Vying for the top spot in how much states charge their residents in income taxes, newly-elected Democrat Gov. Mark Dayton proposed on Tuesday that the tax rate in Minnesota be raised from 7.85 percent to 10.95 percent for couples earning over $150,000 and single filers making over $85,000. In addition, a special 3 percent surcharge would be assessed for the next two years on those earning more than $500,000.
The new taxes were part of Dayton’s proposed two-year budget of $37 billion. The $2.9 billion that the added tax would generate in revenues would only partially offset the projected $6.2 billion budget deficit.
GOP leaders say that the increased tax would be the highest in the nation by far, and drive wealthy taxpayers from the state. The highest rate currently charged in any state is 11 percent, by Oregon, which does not have a state sales tax, and Hawaii.

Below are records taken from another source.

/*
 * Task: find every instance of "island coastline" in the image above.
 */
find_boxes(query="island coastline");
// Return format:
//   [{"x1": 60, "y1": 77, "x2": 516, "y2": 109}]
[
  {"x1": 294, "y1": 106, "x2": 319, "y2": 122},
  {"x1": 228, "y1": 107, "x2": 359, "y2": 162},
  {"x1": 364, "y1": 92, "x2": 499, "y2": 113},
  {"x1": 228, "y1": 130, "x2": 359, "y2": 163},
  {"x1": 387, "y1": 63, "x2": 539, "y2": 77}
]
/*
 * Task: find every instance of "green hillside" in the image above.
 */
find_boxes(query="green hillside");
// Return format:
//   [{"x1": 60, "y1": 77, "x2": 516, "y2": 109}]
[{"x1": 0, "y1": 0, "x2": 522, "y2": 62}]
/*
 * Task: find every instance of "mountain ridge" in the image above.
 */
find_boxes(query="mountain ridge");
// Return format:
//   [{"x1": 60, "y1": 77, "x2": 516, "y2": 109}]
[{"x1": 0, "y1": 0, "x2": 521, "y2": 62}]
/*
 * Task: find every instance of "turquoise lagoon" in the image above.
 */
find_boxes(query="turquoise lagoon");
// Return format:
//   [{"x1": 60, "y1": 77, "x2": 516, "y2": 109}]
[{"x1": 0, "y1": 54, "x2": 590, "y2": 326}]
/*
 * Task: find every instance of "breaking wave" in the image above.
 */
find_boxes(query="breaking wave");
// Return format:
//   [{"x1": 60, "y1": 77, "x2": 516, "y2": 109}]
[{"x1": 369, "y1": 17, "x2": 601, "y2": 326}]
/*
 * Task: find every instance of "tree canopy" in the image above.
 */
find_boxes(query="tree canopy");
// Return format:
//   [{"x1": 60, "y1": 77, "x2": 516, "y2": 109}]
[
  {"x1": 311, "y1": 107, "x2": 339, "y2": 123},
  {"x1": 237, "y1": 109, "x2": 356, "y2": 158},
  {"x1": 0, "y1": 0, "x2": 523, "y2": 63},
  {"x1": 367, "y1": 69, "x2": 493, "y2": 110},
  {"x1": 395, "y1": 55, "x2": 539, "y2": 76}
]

Dayton’s budget proposes an increase in spending of 7.5 percent during the next two years, although Republicans said that the figure was closer to 22 percent after taking into account $2.3 billion in federal stimulus monies and $1.9 billion in delayed school payments, the previous governor, Tim Pawlenty, used to balance the state’s budget.
Dayton also proposed a state property tax on all homes valued at more than $1 million.
House Speaker Kurt Zellers said “This budget is detached from the reality that every other state has recognized.”